Haunted by too many choices

One way to explain our low-grade dissatisfaction.

April 24, 2008

Week in, week out, I hear the same refrain from former students, many of them bright, young women: They are searching for something else. Not that there is anything especially wrong with their lives, their jobs, their grad programs. It's just that things haven't turned out the way they expected.

I sense the same low-grade dissatisfaction among my own kids, their friends, and my friends' kids: The grass is always greener.

Except when it is not.

Something in the zeitgeist? The niece of a friend once confided she sometimes wished she'd been born into a world where everything from spouse to career was chosen for her. She echoes what I see: a generation of youth overwhelmed by the unintended consequences of choice overload.

Many are 20-something women raised with high expectations, more options than their mothers ever imagined, and a sense that the perfect life is not only a possibility, but an obligation. Some are paralyzed by it: How can I commit to Plan A when Plan B, which might be better, may be just around the bend? Others constantly doubt themselves, obsessing not on the choice they made – but the ones they rejected. Many are seduced by the siren song of the road not taken and tantalize themselves with an "eat, pray, love" fantasy: cut and run.

Granted, such laments are the luxury of a demographic that has never had real worries about putting food on the table. Still, the angst, and its consequences, can break your heart.

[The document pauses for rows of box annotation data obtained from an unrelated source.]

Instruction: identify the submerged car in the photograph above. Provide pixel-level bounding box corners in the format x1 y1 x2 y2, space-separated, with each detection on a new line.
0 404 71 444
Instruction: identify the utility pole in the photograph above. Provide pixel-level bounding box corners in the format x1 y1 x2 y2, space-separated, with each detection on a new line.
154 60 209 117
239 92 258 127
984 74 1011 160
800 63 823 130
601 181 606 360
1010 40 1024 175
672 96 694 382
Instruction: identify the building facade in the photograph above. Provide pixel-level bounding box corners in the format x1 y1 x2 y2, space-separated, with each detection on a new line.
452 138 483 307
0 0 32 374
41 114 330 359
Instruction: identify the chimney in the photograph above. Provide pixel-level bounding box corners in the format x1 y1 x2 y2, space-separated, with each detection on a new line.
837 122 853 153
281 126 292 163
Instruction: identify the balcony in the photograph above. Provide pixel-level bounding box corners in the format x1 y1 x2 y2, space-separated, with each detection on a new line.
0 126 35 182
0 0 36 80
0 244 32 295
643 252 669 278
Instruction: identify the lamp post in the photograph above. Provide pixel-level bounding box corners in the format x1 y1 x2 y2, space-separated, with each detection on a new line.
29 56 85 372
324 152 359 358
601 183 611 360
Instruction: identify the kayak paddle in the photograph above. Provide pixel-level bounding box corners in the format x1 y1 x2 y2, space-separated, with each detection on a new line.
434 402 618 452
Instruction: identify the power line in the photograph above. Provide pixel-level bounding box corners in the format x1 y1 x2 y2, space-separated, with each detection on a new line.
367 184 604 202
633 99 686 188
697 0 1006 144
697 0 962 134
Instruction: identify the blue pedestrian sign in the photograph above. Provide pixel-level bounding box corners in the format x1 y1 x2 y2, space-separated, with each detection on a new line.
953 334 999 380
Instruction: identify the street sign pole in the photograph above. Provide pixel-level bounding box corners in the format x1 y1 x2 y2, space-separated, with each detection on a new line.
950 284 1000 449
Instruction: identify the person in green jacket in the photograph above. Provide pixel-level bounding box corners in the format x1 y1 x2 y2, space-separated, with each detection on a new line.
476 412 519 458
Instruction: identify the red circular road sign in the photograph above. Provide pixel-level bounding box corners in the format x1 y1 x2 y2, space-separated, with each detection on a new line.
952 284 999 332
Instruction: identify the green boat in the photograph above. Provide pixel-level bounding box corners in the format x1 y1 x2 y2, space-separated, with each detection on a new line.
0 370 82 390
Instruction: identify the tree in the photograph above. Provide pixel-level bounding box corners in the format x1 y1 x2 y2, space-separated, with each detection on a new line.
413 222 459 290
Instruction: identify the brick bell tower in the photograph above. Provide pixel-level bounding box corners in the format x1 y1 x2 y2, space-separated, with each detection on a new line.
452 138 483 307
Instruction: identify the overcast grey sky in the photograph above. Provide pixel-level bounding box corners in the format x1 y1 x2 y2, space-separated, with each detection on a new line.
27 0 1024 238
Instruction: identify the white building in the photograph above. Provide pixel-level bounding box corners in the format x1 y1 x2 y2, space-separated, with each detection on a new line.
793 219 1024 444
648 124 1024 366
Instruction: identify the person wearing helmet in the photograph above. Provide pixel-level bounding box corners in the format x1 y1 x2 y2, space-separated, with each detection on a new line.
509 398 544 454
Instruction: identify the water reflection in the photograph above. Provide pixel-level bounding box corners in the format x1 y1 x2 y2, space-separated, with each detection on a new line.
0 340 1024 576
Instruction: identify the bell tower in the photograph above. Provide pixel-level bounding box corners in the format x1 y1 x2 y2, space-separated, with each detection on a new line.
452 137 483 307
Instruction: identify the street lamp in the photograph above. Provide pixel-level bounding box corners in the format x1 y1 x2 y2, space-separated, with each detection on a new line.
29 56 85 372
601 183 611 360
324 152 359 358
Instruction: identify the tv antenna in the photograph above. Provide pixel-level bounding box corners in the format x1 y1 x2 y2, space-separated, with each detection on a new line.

I recall a lunch a while ago with three young, talented professional women, all grousing about their jobs. I tossed out the idea that if they are expecting perfection, they may be doomed to disappointment. All three glared – despite the fact that lunch was on my dime – then one spoke up. "Well," she said, "that's a depressing thought."

I blame us. We raised our children to feel they could achieve anything. Many boomer parents, determined to give their kids every option, treated them like art projects, micromanaging their time, overscheduling their lives. Kids played club sports, studied with tutors, applied to prestigious universities. What we didn't teach them, however, was how to deal with all the options we made possible. And what we didn't realize was that with choice comes pressure.

A feminist scholar in my department suspects the burden of choice is worse for women. "They have been superachievers all their lives, so they think they can be superachievers at everything," she says. And when things don't work out, it's incomprehensible – they conclude they didn't try hard enough.

All the options, whether real or perceived, are both appealing and terrifying, she says, especially for women who never learned that perfection is often constrained by opportunity, individual talent, and society, rather than sheer will. "A great career, a marriage, a family – if they fail at any one of those, failure defined as not perfect, the problem is them."

Add in the psychology of choice itself, and you have a generation ripe for indecision, if not stress. A few years ago, researchers from Stanford and Columbia tested two displays of jams in a grocery store. One featured six varieties. The other had 24. More customers flocked to the latter, but 10 times as many actually bought jam from the former.

The definitive word comes from Swarthmore psychologist Barry Schwartz, author of "The Paradox of Choice: Why More Is Less." He suggests that an overabundance of choices leads to two negative effects. The first is paralysis: Confronted with too many choices, some people have a hard time choosing at all. The second is opportunity cost: Choosing one option means not choosing others, and when those others are also attractive, you focus on what you missed and are less satisfied with what you have.

It's a function of escalating expectations, he points out. Faced with many choices, you assume one must be perfect. A choice that is merely good thus leads to disappointment and regret – you should have done better.

But back to my world. Scaling back options is not the answer. But maybe perspective is. We must teach a generation raised to equate B+ with failure to recognize that real life is messy. This is a function of growing up – the realization that a choice is what you make of it and that sometimes, merely good is pretty good, indeed.

Barbara Kelley is a professor of journalism at Santa Clara University.